Orb’s owners, Janney and Phipps, along with Orb’s trainer, Kentuckian Shug McGaughey, are old-time,true-blue horsemen. From all media reports, I get the sense they truly are in this heart-wrenching,exhilarating, beautiful sport for the horses. They are racing veterans who know the fleeting exhilaration of winning as well as the feeling of a spinning defeat, like a sucker punch to the neck, from factors that can’t be controlled.  

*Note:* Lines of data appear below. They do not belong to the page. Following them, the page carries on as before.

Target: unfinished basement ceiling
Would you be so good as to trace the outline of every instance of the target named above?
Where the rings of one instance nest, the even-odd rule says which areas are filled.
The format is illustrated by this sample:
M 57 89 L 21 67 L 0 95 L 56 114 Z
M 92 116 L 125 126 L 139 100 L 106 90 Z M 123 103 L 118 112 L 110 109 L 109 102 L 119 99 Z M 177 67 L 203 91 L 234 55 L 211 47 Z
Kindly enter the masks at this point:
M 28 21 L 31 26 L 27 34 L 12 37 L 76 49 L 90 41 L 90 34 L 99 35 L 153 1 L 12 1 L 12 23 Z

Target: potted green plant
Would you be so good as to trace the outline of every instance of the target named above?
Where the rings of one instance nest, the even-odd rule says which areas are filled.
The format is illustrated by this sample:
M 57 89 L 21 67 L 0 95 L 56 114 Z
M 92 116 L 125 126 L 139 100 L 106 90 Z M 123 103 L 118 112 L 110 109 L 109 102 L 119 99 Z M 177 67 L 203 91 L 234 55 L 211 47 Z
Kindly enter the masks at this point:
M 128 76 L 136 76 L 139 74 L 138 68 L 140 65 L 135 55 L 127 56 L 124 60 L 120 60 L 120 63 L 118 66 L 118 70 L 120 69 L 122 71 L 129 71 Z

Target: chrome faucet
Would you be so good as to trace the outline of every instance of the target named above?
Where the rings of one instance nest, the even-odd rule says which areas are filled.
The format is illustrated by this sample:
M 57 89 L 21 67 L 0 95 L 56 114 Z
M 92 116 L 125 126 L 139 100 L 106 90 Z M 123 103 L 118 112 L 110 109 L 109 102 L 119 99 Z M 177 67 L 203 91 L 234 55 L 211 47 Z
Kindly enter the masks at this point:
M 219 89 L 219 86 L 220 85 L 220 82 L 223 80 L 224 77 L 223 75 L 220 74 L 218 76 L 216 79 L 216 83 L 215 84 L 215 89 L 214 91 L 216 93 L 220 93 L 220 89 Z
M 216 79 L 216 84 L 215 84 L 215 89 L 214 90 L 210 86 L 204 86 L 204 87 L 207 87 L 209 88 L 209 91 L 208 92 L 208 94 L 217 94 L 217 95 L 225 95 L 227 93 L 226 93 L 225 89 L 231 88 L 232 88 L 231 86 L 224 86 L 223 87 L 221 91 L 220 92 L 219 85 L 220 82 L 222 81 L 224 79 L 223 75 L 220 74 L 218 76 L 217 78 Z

Janney told a New York Times reporter he says a prayer before every race, “Come Home Safe.” (Admittedly, I have a similar ritual just before the gates pop open.) Both Janney and Phipps were at the racetrack the day Ruffian broke down. Not only does the memory of Ruffian’s last race haunt Phipps, but after the 2006 breakdown of Pine Island, the man embedded in horse racing with enough money to buy three tracks of his own could not return races for nine months. And in interviews, he still seems remorseful of the loss. 

The three men are not plagued by rumors of cheating; their records are not marred with horses that tested positive for drugs, which only further blacken the cloud that has come to grow above the racing industry due to greedy, unethical and unmerciful cads who have lost sight of the lives they are supposed to be caring for. These men, Shug in particular, are known for their patience, caring and understanding of horses. Racing, the horses, it’s all in their blood. It’s not about the money for two families who have plenty. They are not some fly-by-night partnership erupted from disposable wealth with a lust for the limelight of a Triple Crown.

They embody what horse racing should be: an outlet for the spirit of the horse to shine. They embody what the American Dream is supposed to be built upon – hard work, patience and climbing the high road, skipping the shortcuts.

It’s a road I’m hoping will take them and Orb to the winner’s circle on Saturday during the Preakness and again on June 9 at the Belmont.

The Preakness is off at 5:20 p.m. CST.